Die Aufgabe des zweiten Teils der friedlichen Revolution sei es, auf gewaltlosem Wege "eine der Demokratie passendere Wirtschaftsform zu finden", die mehr Beteiligung aller Bürger als bisher garantiere, unterstrich Führer. Der heute im Ruhestand lebende Theologe war bis zum vergangenen Jahr fast drei Jahrzehnte lang Pfarrer an der Leipziger Nikolaikirche. Die dort schon vor dem Mauerfall jahrelang angebotenen Friedensgebete waren im Herbst 1989 einer der maßgeblichen Ausgangspunkte für die Demonstrationen, die zum Sturz der SED-Herrschaft und zur Grenzöffnung führten.

Führer rief dazu auf, statt Waffen "den Geist der friedlichen Revolution" als deutsches "Alleinstellungsmerkmal" zu exportieren. Alle geteilten Länder wie Korea, aber auch afrikanische und südamerikanische Staaten interessierten sich "für die Selbstbefreiung aus der Diktatur ohne Hilfe von Dollar und Dax, ohne Sowjetskaja Armija oder US-Armee".

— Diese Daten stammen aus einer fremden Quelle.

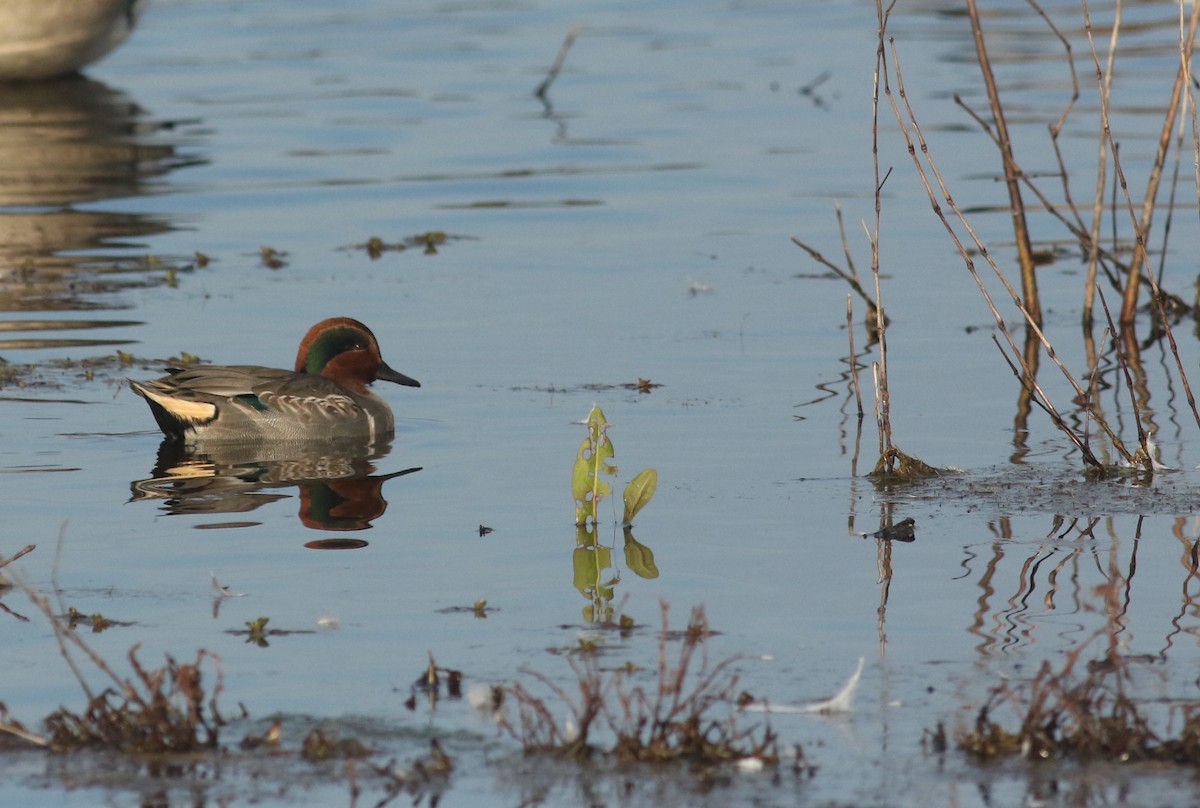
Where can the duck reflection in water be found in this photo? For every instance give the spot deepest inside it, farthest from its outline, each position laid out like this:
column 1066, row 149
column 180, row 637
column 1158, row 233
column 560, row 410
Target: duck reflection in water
column 339, row 489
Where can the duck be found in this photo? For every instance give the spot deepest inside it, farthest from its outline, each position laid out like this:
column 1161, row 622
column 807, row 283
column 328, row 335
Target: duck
column 324, row 396
column 42, row 40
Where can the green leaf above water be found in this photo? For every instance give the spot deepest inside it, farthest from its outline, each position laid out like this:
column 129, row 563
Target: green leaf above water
column 593, row 460
column 639, row 492
column 639, row 557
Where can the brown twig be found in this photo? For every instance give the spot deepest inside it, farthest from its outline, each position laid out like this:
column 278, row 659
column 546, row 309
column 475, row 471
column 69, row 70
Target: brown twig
column 28, row 549
column 909, row 119
column 559, row 60
column 1012, row 173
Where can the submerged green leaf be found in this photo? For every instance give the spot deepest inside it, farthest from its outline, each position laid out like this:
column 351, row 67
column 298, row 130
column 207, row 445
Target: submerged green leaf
column 639, row 492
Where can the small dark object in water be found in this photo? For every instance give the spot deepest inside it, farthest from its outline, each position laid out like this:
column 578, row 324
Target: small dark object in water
column 901, row 531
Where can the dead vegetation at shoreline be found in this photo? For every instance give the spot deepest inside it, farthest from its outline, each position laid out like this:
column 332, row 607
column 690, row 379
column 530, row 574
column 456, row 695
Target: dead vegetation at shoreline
column 690, row 714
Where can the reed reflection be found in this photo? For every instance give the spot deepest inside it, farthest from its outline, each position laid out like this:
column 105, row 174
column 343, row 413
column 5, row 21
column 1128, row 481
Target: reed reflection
column 335, row 482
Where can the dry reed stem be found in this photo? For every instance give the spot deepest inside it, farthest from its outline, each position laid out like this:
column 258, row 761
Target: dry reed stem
column 1012, row 173
column 883, row 397
column 1186, row 49
column 853, row 358
column 25, row 550
column 909, row 119
column 850, row 276
column 559, row 60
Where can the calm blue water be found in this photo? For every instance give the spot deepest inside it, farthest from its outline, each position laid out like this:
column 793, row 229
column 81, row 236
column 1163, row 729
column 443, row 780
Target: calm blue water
column 636, row 228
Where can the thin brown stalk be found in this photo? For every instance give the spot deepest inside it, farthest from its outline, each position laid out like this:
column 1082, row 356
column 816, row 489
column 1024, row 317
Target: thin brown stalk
column 907, row 119
column 1141, row 227
column 853, row 359
column 850, row 277
column 559, row 60
column 1186, row 49
column 1012, row 173
column 27, row 549
column 883, row 399
column 1048, row 407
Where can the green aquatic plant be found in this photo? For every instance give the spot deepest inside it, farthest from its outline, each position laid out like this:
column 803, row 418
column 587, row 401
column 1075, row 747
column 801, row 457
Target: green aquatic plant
column 593, row 464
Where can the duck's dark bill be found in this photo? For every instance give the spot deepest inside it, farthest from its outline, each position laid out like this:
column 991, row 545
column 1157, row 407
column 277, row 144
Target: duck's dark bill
column 387, row 373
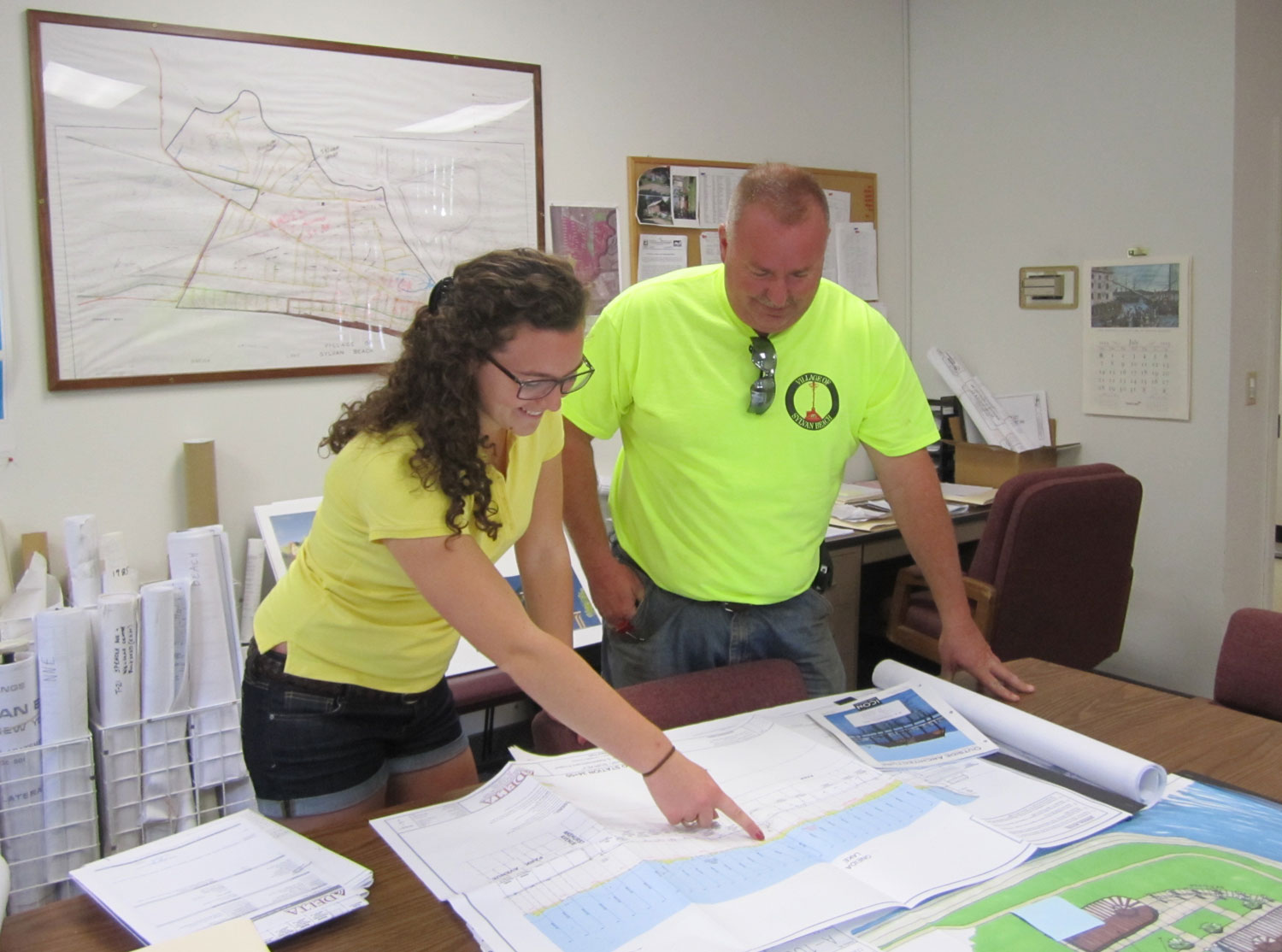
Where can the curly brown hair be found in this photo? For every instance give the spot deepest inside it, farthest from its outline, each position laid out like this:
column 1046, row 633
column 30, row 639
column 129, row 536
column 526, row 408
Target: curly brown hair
column 432, row 385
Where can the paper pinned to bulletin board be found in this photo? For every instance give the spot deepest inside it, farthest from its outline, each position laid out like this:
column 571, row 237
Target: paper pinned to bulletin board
column 1136, row 338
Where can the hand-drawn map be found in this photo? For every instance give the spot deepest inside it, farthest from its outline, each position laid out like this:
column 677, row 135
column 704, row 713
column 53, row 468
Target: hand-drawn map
column 241, row 208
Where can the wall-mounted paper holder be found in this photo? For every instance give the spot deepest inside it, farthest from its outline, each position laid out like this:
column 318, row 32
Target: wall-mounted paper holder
column 1053, row 286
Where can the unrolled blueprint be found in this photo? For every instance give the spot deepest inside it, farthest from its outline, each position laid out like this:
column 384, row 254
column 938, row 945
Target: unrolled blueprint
column 568, row 854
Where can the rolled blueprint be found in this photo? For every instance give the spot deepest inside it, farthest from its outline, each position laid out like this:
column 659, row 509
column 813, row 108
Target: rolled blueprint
column 69, row 819
column 1092, row 760
column 84, row 565
column 251, row 591
column 120, row 705
column 215, row 655
column 168, row 802
column 117, row 573
column 20, row 715
column 36, row 591
column 62, row 657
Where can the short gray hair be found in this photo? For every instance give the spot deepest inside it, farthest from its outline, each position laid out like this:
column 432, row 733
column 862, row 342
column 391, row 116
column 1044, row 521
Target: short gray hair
column 787, row 191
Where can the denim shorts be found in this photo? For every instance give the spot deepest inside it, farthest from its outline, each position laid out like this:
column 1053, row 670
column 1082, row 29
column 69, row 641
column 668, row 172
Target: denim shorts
column 317, row 746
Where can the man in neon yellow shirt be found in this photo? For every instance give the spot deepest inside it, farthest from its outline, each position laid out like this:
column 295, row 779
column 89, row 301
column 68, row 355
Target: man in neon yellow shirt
column 740, row 391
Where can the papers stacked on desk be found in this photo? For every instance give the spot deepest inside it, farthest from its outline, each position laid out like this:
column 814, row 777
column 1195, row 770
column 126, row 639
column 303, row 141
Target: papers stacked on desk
column 559, row 854
column 876, row 514
column 240, row 865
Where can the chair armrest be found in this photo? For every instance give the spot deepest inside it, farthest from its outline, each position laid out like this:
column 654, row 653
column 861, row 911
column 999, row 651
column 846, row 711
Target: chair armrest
column 981, row 595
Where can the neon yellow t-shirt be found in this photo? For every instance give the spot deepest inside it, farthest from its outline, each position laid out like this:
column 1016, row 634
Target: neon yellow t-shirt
column 346, row 608
column 715, row 502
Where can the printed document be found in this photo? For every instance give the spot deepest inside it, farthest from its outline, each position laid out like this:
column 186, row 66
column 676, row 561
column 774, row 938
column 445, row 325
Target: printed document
column 563, row 854
column 240, row 865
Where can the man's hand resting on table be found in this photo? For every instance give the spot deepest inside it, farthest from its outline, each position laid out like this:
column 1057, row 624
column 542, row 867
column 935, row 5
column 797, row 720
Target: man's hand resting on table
column 964, row 649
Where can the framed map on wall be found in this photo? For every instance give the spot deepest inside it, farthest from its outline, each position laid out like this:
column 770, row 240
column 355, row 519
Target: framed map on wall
column 220, row 205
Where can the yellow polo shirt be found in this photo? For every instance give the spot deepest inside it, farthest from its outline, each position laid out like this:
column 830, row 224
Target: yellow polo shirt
column 346, row 608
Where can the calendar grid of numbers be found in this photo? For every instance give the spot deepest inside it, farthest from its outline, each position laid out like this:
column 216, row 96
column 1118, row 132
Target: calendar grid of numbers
column 1136, row 340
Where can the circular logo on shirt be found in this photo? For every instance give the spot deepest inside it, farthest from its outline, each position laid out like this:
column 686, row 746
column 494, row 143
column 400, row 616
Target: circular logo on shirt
column 812, row 402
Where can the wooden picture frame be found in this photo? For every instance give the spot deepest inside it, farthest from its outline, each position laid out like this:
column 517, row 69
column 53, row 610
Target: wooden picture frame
column 220, row 205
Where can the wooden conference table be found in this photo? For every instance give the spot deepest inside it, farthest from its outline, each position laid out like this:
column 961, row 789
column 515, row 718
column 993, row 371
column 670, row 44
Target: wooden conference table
column 1181, row 733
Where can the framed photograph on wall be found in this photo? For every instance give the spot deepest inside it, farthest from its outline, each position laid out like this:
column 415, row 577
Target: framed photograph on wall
column 1136, row 338
column 220, row 205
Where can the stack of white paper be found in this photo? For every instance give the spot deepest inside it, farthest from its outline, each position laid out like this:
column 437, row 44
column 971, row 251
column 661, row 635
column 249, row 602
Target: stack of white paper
column 215, row 657
column 168, row 801
column 989, row 415
column 226, row 869
column 1084, row 756
column 69, row 823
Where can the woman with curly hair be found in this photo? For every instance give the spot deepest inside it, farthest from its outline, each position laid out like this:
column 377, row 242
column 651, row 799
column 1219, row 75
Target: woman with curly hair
column 436, row 473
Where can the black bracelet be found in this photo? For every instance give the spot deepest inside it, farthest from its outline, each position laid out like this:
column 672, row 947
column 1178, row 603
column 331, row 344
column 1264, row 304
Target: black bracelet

Aber auch in der Bundesrepublik selbst sei es wichtig, sich des gewaltfreien Sturzes einer Diktatur als einem "bislang einmaligem Geschehen in unserer politischen deutschen Unheilsgeschichte" stärker zu erinnern. "Es ist für die Menschen in Deutschland wichtig, eines positiven Datums zu gedenken." Kriege und Vernichtung von Menschen dürften nicht verdrängt werden, "aber das ist Gottseidank nicht das Einzige, was wir in unserer Geschichte haben", so Führer.

"Natürlich musste diese Chance genutzt werden"
Erneut bedauerte der Leipziger Theologe, dass die ursprünglichen Anliegen der Bürgerrechtler im Herbst 1989 vom Mauerfall am 9. November beiseite gedrängt wurden. Die Wiedervereinigung sei daher zu schnell gekommen. "Natürlich musste diese Chance genutzt werden", aber es hätte auch ein rechtlicher Rahmen genügt "mit dem Vermerk: Tritt in Kraft - in fünf Jahren."

Dem 20. Jahrestag von friedlicher Revolution und Mauerfall sind 2009 bundesweit zahllose Veranstaltungen gewidmet. Wie eine Forsa-Umfrage für die "Berliner Zeitung" (Freitagsausgabe) ergab, ist die Euphorie unter den Deutschen über den Mauerfall 1989 mittlerweile weitgehend verflogen. In Ost und West hätten sich demnach viele Befragte enttäuscht über die Entwicklung der vergangenen 20 Jahre gezeigt.

Während 1989 im Osten Deutschlands 71 Prozent erwarteten, das sich ihre persönlichen Lebensverhältnisse verbessern würden, sagten heute nur noch 46 Prozent der Befragten, dass dies auch tatsächlich eingetroffen ist. Im Westen der Republik seien es aktuell sogar nur 40 Prozent gegenüber 52 Prozent im Jahr 1989. Jeder vierte Ostdeutsche meine, dass es den Menschen in den neuen Bundesländern heute schlechter gehe als vor 1989. Zu den Gewinnern der Einheit zählten sich 39 Prozent der Ostdeutschen.